Ella lo miró, con los ojos llenos de determinación a pesar del agotamiento.
—Entonces aprendemos a resistir —dijo—. Juntos, hasta el final.
El medallón brilló suavemente, pero la grieta en el vínculo seguía allí. La fractura era real, tangible, y sabían que Kael volvería con más fuerza. Que cada elección sería más letal. Que la guerra apenas comenzaba de verdad.
—Esto… no ha terminado —susurró él, mientras ambos respiraban con dificultad—. Pero hemos sobrevivido. Eso es suficiente, por ahora.
Liora los observó, consciente de que la próxima confrontación sería aún más devastadora.
—Kael no se detendrá —dijo—. Y la grieta que ha dejado… podría ser irreversible si no aprenden rápido a controlar el vínculo.
Ella miró al horizonte, donde las luces de la ciudad ya no parecían reconfortantes, sino advertencias. Cada elección, cada decisión, cada acto de resistencia sería un riesgo.

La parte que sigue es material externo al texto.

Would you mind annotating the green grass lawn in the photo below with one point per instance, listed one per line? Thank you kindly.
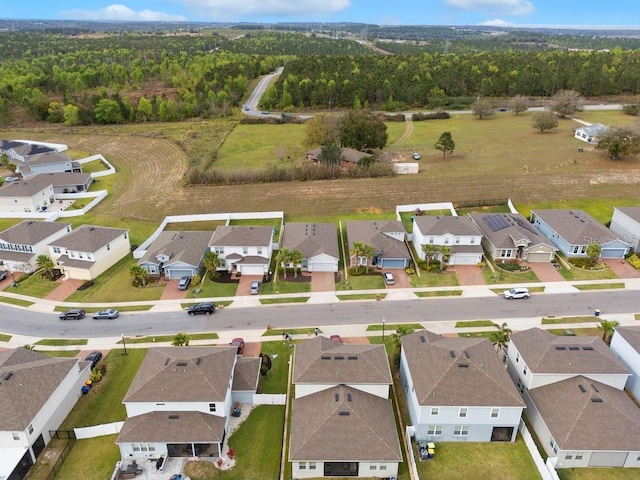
(103, 403)
(479, 461)
(114, 285)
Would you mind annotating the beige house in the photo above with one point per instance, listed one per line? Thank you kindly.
(88, 251)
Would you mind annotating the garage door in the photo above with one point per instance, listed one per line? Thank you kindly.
(391, 263)
(322, 267)
(178, 273)
(538, 257)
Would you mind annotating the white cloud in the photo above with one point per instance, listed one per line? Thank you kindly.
(505, 7)
(233, 9)
(120, 12)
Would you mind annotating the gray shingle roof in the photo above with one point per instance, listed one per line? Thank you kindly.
(517, 228)
(538, 349)
(163, 427)
(240, 236)
(440, 377)
(315, 362)
(186, 247)
(320, 432)
(183, 374)
(31, 232)
(440, 225)
(34, 379)
(88, 238)
(380, 235)
(578, 423)
(576, 226)
(312, 238)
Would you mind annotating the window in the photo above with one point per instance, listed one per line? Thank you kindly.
(462, 430)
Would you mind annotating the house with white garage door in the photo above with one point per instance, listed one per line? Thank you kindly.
(242, 249)
(318, 243)
(458, 233)
(387, 237)
(572, 231)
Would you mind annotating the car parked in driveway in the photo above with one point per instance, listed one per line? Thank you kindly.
(73, 314)
(108, 314)
(94, 358)
(202, 308)
(516, 293)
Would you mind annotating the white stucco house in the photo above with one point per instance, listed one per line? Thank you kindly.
(457, 390)
(245, 250)
(458, 233)
(342, 421)
(37, 392)
(88, 251)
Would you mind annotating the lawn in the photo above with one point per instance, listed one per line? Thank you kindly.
(479, 461)
(114, 285)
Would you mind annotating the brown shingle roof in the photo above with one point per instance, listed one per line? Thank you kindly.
(312, 238)
(538, 349)
(320, 432)
(88, 238)
(164, 427)
(576, 422)
(183, 374)
(34, 377)
(31, 232)
(576, 226)
(440, 377)
(321, 360)
(239, 236)
(186, 247)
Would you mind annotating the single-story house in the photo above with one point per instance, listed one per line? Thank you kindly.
(510, 236)
(37, 392)
(625, 344)
(459, 233)
(21, 244)
(318, 243)
(572, 231)
(245, 250)
(626, 223)
(176, 254)
(457, 389)
(590, 133)
(386, 237)
(88, 251)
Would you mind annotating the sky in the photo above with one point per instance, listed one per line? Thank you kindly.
(561, 13)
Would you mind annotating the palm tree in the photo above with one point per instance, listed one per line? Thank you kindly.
(211, 263)
(607, 327)
(139, 274)
(47, 265)
(357, 250)
(500, 338)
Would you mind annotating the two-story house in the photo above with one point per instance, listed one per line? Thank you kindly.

Pero también sabía algo más: la fractura no era solo un peligro… también era una oportunidad. Una oportunidad para comprender la fuerza real del vínculo y aprender a usarlo a su favor.
—Nos prepararemos —dijo finalmente—. No solo para resistir, sino para ganar. Y Kael… no nos romperá.
El medallón latió suavemente, como un pulso de aprobación. La primera grieta estaba allí, sí… pero también estaba la certeza de que podían superar cualquier desafío… si permanecían unidos.
Y mientras la noche avanzaba, con Kael desaparecido nuevamente entre las sombras, una nueva determinación se asentó en su corazón: cada decisión futura sería peligrosa, pero esta vez serían ellos quienes dictarían las reglas.